Employee satisfaction

Utilize metrics like a Net Promoter Score (NPS) per gender group to identify satisfaction imbalances. 

Complement these quantitative measures by gathering qualitative feedback to uncover any inappropriate behavior or discrimination issues. By comprehensively evaluating employee satisfaction, you can address concerns and cultivate an environment where every employee feels valued and supported.

🔖 Related read: 12 Key DEI Metrics To Track For An Inclusive Workplace

3. Map your current hiring journey

If you haven’t already, formally document each and every step of your current hiring process. 

Standardizing your process will make it much easier to identify and rectify any bias. By mapping your hiring journey, you create a framework for consistent and unbiased recruitment.

For every step of your internal hiring process, from the job description to the initial screen to the technical interview and beyond, document the following items: 

  • What does this step entail?
  • Who is involved and what is expected from them?
  • What do we hope to learn?
  • Why is this important to us?

If done thoroughly, this process alone will most likely help you to identify areas for improvement (a gray area? A sticking point? That’s most likely where bias will creep in first). 

“Adding structure to the hiring process, in my opinion, makes any bias transparent, and therefore fixable.”

Clinton Kelly, Principal Consultant at ioPredict

4. Set clear quantitative and qualitative goals

Establishing clear and measurable goals is essential for progress. Identify key metrics to track your gender diversity initiatives. 

“You make what you measure.”

Anvisha Pai, Founder of Dover

Designate someone responsible for reporting on these metrics and sharing findings with the entire company. By prioritizing these goals and holding individuals accountable, you can turn your intentions into tangible outcomes.

A 50/50 gender split, for example, may feel like an overly ambitious goal—but it can be done! Jason Buchanan, who has successfully built a gender-balanced engineering team at Empower, stresses that making gender parity a goal is the only way that it’s actually going to happen.

“The bottom line is really being aware and setting a goal. This is something we did years ago in engineering [..] we acknowledged that the pool of candidates was going to be smaller, but that we wanted to focus on getting that 50/50 equity in the team. Setting it as a goal really helped us to focus on that.”

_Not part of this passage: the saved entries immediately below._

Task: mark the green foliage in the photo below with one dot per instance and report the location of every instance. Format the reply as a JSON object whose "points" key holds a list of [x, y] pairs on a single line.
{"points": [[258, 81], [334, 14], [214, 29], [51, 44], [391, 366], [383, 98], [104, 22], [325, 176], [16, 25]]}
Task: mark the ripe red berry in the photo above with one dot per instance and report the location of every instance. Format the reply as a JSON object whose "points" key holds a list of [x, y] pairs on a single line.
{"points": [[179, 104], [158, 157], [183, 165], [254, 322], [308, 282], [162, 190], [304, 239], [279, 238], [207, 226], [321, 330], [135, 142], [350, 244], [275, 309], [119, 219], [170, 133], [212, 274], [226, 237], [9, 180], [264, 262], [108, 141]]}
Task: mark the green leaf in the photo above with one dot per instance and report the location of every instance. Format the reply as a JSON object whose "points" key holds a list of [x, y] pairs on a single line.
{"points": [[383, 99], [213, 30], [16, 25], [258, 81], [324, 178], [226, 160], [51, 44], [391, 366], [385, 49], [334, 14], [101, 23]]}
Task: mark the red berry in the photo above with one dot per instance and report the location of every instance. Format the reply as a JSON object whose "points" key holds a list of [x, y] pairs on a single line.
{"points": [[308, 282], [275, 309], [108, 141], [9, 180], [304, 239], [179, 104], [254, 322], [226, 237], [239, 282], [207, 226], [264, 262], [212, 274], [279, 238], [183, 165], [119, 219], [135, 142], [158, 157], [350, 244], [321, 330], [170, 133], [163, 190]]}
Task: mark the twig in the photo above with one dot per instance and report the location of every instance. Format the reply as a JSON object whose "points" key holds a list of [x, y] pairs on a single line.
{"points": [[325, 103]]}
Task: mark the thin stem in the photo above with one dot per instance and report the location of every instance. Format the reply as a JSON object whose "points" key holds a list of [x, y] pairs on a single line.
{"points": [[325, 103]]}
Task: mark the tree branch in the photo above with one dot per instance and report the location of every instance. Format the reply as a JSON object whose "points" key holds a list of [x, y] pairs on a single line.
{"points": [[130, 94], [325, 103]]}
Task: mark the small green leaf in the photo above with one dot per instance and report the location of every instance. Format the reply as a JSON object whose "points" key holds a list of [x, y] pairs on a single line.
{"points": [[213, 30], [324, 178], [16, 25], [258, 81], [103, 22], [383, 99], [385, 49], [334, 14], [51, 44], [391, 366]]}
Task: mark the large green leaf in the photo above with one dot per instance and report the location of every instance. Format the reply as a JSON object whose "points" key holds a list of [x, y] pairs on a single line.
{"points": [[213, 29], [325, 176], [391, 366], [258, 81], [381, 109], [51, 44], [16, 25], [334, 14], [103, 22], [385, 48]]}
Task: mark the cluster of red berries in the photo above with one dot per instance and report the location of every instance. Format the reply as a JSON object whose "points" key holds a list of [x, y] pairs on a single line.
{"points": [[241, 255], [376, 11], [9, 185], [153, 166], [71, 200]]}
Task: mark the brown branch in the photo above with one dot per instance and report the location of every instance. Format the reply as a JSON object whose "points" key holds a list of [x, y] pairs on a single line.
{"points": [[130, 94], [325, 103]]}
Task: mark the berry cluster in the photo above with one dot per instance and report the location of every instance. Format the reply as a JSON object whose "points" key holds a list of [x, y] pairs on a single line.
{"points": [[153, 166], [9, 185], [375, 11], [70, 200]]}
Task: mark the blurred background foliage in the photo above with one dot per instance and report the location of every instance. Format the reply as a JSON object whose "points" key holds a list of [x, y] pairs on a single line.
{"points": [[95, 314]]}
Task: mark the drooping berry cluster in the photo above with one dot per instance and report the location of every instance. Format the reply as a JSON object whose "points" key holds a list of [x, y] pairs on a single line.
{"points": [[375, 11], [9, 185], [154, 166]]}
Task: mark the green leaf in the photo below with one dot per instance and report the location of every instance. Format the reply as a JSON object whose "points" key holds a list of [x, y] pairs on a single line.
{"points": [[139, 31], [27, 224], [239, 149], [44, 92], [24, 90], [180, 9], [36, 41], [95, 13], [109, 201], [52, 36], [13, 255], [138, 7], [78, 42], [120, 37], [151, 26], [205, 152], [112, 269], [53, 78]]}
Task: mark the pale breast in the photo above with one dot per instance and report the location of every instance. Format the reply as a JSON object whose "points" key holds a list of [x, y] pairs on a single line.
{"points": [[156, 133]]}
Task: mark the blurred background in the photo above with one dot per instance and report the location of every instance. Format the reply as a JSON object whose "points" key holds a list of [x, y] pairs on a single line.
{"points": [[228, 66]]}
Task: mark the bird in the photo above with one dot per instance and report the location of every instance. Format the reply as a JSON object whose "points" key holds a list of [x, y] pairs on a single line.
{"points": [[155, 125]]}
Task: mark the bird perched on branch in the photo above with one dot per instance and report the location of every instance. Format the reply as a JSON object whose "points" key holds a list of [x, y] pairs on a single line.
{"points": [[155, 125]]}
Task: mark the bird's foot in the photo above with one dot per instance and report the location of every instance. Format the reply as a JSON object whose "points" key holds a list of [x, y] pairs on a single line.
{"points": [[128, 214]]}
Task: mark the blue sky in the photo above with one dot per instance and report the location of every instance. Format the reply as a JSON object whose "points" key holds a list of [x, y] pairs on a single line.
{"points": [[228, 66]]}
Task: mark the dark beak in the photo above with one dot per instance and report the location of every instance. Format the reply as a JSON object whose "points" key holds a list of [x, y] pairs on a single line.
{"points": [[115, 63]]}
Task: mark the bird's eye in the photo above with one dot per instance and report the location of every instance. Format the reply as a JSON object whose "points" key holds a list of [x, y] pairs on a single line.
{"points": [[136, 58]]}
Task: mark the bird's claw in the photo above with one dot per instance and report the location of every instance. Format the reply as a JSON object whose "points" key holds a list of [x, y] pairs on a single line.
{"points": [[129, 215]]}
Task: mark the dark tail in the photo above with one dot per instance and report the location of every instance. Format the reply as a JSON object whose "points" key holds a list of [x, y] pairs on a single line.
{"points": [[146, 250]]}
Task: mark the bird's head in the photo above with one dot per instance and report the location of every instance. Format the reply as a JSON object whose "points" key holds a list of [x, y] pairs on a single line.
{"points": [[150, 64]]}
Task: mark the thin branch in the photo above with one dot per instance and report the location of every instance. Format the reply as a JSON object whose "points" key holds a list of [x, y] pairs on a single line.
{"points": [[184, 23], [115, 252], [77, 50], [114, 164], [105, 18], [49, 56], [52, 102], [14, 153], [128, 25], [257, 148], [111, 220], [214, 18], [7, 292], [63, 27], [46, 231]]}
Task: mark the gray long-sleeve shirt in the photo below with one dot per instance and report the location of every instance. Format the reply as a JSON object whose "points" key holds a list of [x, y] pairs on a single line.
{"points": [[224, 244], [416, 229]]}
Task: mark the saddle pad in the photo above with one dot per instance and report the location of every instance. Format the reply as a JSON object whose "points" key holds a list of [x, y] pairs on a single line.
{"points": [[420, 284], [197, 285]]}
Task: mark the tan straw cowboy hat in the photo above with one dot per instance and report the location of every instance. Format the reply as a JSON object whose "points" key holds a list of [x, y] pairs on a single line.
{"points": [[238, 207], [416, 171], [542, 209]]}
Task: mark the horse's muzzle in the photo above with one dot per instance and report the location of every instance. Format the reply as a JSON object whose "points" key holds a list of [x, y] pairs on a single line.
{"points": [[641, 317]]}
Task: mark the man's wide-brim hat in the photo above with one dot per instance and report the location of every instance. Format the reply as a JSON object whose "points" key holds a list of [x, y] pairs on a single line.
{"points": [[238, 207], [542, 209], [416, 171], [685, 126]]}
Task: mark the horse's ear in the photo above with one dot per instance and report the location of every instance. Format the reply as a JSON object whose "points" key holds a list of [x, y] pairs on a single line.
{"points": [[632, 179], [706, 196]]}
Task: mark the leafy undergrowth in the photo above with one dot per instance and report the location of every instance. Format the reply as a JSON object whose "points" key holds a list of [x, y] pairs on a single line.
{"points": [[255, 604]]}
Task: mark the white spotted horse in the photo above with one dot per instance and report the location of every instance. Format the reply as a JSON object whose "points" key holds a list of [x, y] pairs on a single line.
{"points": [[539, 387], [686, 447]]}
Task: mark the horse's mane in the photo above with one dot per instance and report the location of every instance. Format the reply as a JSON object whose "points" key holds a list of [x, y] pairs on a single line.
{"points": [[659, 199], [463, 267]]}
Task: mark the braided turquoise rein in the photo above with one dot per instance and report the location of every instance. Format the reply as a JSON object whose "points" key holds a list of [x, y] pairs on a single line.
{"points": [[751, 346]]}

Jason Buchanan, Director of Engineering at Empower

5. Document any existing initiatives and policies

Take stock of any existing diversity initiatives or inclusive policies in your organization, whether widely adopted or not. This includes both formal and informal policies. 

In a recent panel talk, Philip Vickers, Director of HR at Charles Tyrwhitt, shared that the company only recently started documenting some of their care policies. 

They offer extra time off for difficult personal situations (cancer diagnosis or pregnancy loss, for example), but, until recently, only those affected knew about this arrangement. 

“Communicating that the company will support you, if you were ever to find yourself in that situation, contributes to building a culture of psychological safety.”

Philip Vickers, Director of HR at Charles Tyrwhitt

Anything that can help candidates get a feel for what kind of company you are and what matters to you, will help them project whether or not they would feel comfortable and respected within your teams. This is especially important for underrepresented groups.

From securing executive buy-in to owning your statistics, mapping the hiring journey, setting clear goals, and documenting initiatives, each step contributes to laying the groundwork for more meaningful and inclusive tech hiring.